Once upon a time in one of my transgender groups, someone asked: If you’d been born in a body of the other sex, would you still be transgender? On its face, I’d assume that binary transgender people would generally say no, they’d be cisgender, they’d be happy with the anatomy they had, and that nonbinary people would generally say yes, they’d still be transgender.
I don’t recall how many people matched that assumption, but I didn’t. I believed then, I believe now, that if I had been born with a woman’s body, I’d be a cisgender woman. I can’t be sure, of course; there are so many other factors involved in gender. But I think it’s more likely than not.
I struggle often with this question: Am I a transgender woman who is trying to find a compromise by presenting as nonbinary, or am I a nonbinary person who is willing to be identified as a woman, but not as a man?
This is a difficult enough question to wrestle with without the complications that Autism raises.
I’ll focus on clothing.
I want to wear clothing that’s comfortable and that reinforces how I see myself. I want to wear clothing that doesn’t get me noticed. Those two things are incompatible.
I don’t like to be noticed for being “weird”. I don’t want to stand out from the crowd. This is partly inherent to Autism but, even more so, it comes from trauma of being bullied and ostracized for being weird throughout my childhood and even into my adult years.
So wearing clothes that will get me noticed in a judgmental way, doing anything that will get me noticed in a judgmental way, is a source of anxiety for me.
At the same time, wearing clothes that reinforce the way in which I know my culture sees me is a source of anxiety for me.
The choice is: Which anxiety is less painful? Usually, at least historically, it’s being seen as a man. I’m used to that one.

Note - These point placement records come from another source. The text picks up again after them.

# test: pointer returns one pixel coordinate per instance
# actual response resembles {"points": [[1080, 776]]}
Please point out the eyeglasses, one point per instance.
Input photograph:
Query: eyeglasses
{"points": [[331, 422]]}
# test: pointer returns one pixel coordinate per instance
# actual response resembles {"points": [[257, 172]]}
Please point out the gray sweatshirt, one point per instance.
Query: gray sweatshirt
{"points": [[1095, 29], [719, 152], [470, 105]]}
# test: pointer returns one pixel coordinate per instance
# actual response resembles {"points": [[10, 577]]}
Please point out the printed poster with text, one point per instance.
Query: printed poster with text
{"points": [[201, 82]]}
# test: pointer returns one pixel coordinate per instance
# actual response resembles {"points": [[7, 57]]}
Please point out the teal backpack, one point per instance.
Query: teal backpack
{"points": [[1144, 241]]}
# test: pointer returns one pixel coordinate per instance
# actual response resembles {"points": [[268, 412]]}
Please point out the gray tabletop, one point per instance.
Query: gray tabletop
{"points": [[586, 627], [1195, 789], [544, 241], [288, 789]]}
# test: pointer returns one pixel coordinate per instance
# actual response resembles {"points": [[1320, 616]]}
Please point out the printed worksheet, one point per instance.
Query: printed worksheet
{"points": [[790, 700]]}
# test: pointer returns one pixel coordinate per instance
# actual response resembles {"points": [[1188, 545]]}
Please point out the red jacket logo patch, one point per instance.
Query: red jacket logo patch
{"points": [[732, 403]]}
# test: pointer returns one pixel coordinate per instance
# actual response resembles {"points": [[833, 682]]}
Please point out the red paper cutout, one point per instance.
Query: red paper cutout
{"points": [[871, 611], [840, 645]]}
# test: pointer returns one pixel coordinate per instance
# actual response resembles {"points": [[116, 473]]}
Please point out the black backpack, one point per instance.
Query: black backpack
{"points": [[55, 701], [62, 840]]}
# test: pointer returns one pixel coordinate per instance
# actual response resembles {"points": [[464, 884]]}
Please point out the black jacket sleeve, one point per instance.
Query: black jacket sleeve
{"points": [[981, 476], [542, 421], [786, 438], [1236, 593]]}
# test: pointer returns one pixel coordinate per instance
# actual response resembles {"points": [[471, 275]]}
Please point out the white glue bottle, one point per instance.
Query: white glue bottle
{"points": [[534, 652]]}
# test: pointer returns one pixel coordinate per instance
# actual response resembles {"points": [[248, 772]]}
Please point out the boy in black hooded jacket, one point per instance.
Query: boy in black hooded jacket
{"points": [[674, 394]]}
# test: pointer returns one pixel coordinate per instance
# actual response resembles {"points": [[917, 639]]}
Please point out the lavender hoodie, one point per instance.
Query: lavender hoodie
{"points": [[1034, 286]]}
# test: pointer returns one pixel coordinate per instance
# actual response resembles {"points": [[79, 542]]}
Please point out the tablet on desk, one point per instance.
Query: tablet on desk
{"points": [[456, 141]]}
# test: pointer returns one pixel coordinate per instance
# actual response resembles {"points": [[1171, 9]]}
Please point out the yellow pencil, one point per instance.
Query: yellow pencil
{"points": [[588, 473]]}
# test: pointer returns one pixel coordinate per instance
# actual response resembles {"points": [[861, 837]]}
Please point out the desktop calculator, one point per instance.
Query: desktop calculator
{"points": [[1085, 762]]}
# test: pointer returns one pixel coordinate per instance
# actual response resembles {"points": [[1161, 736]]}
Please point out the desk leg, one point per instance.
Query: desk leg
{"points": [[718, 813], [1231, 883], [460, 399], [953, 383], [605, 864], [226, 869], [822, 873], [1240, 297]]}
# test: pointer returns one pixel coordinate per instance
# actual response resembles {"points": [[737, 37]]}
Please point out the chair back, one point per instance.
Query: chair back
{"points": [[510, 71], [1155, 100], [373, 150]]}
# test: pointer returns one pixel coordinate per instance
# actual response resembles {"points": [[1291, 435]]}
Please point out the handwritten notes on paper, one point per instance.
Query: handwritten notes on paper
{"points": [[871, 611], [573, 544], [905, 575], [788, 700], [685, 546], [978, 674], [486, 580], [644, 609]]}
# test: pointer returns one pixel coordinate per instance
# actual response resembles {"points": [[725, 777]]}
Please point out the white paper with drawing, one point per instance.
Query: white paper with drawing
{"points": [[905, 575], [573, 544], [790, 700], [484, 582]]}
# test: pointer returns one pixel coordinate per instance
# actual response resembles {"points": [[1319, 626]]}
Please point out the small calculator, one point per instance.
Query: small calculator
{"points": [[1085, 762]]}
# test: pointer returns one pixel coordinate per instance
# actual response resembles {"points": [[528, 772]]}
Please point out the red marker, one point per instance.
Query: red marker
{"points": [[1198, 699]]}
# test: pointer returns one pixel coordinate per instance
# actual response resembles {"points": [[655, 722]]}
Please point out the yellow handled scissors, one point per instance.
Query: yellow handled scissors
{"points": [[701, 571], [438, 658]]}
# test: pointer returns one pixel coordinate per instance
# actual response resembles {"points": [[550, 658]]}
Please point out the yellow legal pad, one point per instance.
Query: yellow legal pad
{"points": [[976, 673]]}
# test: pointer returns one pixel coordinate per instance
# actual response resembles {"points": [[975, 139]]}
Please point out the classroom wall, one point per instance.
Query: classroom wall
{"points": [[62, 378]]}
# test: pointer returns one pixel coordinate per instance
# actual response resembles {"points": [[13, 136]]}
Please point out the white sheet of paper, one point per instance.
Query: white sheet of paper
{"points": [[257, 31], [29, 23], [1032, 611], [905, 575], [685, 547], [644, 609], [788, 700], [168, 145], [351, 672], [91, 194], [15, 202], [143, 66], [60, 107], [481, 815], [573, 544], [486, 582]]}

I don’t know how long I’ve felt uncomfortable being seen as a man; for most of my life, the options I knew about were “Go to great lengths, including major surgery, and still be seen as a freak” and “Just suck it up.” And, as a deeply masked Autist, I didn’t really know enough about myself to explore the options.
And I feel like, without a drive to make myself look like a woman according to the expectations of society, I’m stuck anyway. I won’t be welcome in most women’s spaces; certainly not restrooms.
There’s the Autism again: I’ve spent my life masking, and now I want to spent my remaining years being as unmasked as possible. But I don’t want to have a woman’s body, not so badly that I’m willing to undergo medical steps to get there. So my only reason for doing so is to mask for the comfort of others. Again.
I want to be accepted as a woman, or at least “more woman than man”, but I’m not interested in putting on a mask in order to do so. I want to be me, I want to dress as I see fit for myself, and I don’t want to be judged for it.
But… that’s not happening. So I’m left with multiple frustrating choices.
I’ve tried to live within a compromise: Don’t push on being accepted as a woman, but push on not being forced to be a man. This seems to me to be a reasonable compromise, and yet, I’m still judged for it, and judged uncomfortably for it. Some people judge me more for it than for just being a woman.
Abrupt end for now. More later, I’m sure.